PR #18230 changes loading.jl
in v0.4.7 (apparently a backport of PR #18150)
Do you think this might be cause of my issue?
https://github.com/JuliaLang/julia/pull/18230
I could not reproduce the issue. Tried on a linux cluster running julia 0.5.0 using workers on a different machine but with identical OS installed. Exact sequence of steps followed:
- Generate Julia package called TestModule. Put your code there:
module TestModule
export test
#test(x) = println(x)
using Formatting
test(x) = println(format(x, commas=true))
end
- Close and restart Julia.
- Add workers on a different machine by running
addprocs(["machineID1";"machineID2"])
- run:
using TestModule
test(1000) #Runs locally, as expected
remotecall_fetch(test, 3,1000) #where 3 is pid of worker on another machine
Everything ran without error. A bunch of my own code/code from other projects that I use in my work consists of modules that use other modules. That hasn’t caused any errors running on my research group’s linux cluster with julia 0.5.0. Based on the error you posted it looks like you’re running windows. Perhaps it’s a windows specific bug or an issue with Windows not playing well with whatever OS is running on your remote worker? Might be worth filing an issue on GitHub.

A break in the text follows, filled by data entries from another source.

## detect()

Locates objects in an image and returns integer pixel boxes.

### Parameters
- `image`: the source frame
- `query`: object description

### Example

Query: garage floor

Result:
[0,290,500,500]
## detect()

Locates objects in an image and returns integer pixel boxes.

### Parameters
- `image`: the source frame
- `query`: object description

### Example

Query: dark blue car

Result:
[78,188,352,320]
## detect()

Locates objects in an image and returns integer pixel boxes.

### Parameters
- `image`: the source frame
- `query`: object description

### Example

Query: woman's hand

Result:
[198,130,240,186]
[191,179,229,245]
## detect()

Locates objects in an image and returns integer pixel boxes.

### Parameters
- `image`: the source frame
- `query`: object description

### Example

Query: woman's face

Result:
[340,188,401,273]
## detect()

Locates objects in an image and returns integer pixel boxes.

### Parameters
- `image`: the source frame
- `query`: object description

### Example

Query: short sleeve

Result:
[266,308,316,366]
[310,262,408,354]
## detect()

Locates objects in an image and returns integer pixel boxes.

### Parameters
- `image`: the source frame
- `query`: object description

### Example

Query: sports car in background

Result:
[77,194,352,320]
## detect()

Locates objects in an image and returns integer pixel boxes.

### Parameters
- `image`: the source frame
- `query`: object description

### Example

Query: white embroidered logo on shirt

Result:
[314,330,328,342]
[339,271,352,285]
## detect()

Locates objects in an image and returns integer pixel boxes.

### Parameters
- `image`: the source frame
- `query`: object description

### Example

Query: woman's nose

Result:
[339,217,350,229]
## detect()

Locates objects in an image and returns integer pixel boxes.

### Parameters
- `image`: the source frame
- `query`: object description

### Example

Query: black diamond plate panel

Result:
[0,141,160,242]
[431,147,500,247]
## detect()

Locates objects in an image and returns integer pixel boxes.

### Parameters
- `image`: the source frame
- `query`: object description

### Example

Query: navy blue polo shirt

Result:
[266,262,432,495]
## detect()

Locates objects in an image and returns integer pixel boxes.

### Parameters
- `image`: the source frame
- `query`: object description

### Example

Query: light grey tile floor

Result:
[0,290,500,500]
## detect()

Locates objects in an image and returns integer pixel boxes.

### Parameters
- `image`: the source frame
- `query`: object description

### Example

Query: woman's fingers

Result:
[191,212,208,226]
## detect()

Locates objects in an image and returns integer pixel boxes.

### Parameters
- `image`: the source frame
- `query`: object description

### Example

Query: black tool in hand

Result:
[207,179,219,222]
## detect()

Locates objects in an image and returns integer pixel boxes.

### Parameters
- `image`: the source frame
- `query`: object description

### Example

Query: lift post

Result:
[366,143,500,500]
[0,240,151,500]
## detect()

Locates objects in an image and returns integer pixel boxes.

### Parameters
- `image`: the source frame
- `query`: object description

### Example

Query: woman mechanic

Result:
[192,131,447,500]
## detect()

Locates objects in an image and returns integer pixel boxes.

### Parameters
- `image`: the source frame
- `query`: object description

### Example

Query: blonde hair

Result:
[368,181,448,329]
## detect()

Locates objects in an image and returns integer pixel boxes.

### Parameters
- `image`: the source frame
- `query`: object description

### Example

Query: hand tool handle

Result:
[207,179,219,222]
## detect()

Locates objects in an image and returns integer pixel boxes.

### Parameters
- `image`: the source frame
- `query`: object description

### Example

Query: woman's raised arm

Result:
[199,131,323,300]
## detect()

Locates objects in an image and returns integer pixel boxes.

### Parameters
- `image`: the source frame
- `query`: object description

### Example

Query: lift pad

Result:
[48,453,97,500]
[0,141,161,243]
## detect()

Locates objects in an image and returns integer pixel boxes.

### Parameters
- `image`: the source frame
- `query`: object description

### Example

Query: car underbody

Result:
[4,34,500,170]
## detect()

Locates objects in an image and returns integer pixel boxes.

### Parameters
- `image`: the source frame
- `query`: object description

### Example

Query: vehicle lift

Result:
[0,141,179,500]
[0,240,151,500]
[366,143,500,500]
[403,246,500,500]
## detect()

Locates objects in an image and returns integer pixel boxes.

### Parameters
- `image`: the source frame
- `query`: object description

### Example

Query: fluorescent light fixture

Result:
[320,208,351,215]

Thanks Patrick for taking the time to test this.
Yes I’m using Windows 7, so maybe its Windows specific.
Could I ask whether you have Compat
installed on the remote worker?
I’ll open an issue on GitHub.
Some more information (before I forget, and the reason for asking about whether you have Compat
installed).
If I have Compat
installed and precompiled on the remote worker then everything works. Interestingly:
- Compat needs to be precompiled (looks for
Compat.ji
)
- Seems to ignore location of package directory (reported by
Pkg.dir()
) on remote worker. I’m guessing it might be using same path as Pkg.dir()
on master process.
-
Formatting
package does not need to be installed on remote machine (only its dependency Compat
)
The julia install I tested on didn’t have Compat installed. I overlooked that.